So my shaver died while I was trimming...ya know. And now it is half way done. I don't think there's currently any aesthetic in keeping it this way...
I think my emotional moodswings have reached a new low. I cried for the entire duration of changing my tampon.
don't worry. When rigor sets in, we'll make sure to get you laid one last time.
You tried to tip the paramedic for finding you.
High enough to fry lime slices.....tasted like shit, by the way
Please tell me this is my four loko that I just woke up in....
Just saw the stripper pole on the road that we threw out of the party bus last night
so do you, all the weight can't fall on me. I'll befriend a ball pit owner if you will befriend a drug dealer. teamwork.

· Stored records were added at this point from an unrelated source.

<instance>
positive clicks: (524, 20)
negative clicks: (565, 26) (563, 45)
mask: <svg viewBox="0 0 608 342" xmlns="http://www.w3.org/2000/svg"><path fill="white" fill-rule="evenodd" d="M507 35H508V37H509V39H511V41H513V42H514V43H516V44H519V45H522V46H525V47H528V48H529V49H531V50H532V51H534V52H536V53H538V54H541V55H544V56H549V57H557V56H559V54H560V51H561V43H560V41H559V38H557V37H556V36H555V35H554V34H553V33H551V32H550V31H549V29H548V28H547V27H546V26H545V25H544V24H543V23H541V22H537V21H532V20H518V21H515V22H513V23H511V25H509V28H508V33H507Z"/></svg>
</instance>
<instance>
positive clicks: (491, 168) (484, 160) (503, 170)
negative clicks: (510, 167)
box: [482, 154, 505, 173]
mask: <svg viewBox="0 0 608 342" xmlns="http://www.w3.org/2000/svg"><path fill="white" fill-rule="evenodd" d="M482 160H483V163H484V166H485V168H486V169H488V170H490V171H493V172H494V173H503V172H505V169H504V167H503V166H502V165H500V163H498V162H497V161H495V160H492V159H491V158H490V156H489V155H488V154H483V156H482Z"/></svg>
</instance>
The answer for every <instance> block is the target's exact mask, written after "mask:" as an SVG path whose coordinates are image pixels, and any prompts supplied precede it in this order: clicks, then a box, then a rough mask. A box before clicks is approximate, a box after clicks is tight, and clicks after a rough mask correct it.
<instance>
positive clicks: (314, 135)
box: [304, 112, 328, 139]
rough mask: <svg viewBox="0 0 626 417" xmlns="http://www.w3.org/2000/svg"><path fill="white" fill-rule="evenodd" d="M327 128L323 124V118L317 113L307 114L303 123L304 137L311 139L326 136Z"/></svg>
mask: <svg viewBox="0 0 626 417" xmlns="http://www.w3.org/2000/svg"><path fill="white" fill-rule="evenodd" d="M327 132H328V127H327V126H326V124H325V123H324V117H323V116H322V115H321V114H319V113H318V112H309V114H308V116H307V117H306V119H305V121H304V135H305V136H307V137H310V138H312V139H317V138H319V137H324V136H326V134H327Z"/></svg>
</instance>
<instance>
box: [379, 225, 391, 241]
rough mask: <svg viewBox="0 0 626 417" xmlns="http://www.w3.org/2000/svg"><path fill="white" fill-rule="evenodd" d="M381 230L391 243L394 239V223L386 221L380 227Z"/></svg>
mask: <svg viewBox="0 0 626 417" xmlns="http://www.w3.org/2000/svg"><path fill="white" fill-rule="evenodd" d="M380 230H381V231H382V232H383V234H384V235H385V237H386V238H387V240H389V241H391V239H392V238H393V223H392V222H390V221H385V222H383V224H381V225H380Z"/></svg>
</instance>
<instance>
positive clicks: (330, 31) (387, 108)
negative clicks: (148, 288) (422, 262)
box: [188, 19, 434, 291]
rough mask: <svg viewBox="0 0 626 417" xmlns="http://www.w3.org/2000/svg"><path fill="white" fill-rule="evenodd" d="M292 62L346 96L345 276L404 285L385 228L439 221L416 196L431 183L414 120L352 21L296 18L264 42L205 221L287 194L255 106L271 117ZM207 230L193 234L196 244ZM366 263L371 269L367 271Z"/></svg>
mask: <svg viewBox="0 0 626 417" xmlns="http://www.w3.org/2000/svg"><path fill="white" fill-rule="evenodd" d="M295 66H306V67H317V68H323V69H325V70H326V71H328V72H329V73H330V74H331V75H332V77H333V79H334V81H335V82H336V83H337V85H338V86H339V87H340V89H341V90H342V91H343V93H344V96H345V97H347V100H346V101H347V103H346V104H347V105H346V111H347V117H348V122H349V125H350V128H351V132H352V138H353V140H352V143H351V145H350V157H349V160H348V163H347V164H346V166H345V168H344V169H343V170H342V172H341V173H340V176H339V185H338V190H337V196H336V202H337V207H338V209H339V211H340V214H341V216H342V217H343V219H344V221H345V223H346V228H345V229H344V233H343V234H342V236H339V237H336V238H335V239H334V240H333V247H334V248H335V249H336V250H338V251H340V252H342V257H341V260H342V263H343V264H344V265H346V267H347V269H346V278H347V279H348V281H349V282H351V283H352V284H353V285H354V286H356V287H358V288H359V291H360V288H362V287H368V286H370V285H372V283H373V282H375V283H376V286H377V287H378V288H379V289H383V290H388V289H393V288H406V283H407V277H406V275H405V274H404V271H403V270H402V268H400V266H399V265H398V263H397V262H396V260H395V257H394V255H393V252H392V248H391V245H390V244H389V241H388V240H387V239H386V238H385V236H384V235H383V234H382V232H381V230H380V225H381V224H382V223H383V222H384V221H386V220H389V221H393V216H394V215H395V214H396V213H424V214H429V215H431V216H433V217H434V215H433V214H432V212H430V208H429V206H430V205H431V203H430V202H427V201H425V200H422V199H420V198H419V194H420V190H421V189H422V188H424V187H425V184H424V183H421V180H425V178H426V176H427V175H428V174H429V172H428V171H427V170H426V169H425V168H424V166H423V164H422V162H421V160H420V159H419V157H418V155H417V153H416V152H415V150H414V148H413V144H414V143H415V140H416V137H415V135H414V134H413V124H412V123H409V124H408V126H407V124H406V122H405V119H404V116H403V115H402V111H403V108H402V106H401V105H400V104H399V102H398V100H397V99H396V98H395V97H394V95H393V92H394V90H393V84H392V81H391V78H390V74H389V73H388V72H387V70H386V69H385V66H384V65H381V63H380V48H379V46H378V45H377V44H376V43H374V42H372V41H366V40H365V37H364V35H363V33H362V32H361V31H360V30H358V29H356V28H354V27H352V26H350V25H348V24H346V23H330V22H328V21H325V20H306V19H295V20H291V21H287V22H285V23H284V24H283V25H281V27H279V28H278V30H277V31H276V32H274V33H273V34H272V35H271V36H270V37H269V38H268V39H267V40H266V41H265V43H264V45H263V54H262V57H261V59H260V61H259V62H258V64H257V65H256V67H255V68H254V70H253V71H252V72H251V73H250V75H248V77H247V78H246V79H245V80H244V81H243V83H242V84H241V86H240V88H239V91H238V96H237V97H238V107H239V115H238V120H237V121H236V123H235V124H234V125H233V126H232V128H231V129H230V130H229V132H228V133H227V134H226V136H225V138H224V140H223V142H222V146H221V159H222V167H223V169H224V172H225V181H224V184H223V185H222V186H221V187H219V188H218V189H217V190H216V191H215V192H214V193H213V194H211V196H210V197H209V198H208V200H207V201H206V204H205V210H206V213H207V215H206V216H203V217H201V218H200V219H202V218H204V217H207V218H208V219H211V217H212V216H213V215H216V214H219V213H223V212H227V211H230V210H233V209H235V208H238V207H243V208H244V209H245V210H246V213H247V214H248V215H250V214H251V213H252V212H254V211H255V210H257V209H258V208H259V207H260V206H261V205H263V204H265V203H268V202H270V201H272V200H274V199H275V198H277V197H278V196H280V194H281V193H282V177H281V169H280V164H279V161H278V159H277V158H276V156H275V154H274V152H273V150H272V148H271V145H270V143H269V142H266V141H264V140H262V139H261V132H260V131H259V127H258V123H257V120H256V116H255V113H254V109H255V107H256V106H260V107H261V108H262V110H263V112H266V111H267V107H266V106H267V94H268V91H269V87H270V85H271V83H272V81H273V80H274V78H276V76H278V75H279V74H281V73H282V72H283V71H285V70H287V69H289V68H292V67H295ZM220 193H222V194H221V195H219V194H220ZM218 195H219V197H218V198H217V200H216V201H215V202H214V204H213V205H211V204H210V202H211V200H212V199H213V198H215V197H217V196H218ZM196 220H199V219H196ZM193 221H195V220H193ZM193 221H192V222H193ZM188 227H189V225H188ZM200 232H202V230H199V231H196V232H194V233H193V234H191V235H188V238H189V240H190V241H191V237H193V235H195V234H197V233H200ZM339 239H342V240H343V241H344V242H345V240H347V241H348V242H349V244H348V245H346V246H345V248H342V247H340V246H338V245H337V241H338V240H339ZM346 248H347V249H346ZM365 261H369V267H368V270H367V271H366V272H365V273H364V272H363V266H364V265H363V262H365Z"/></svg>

I can't in good conscience help you bag a Catholic girl who isn't at least a 7.
How would I get in touch with Carly Rae Jepsen if I wanted to thank her for the loss of my virginity?
A man and his most likely hooker just bought us Taco Bell.
Also I played a weird game of chicken in the ladies room at work between myself the person pooping 2 stalls over and a very determined maintenance man.
You know you're too high when you find yourself crying at " hand in my pocket" by Alanis Morissette because it's "just TOO REAL"
I remember grabbing your ass. So firm. So right. I don't regret it.
I wish I were single again so I could actually have sex.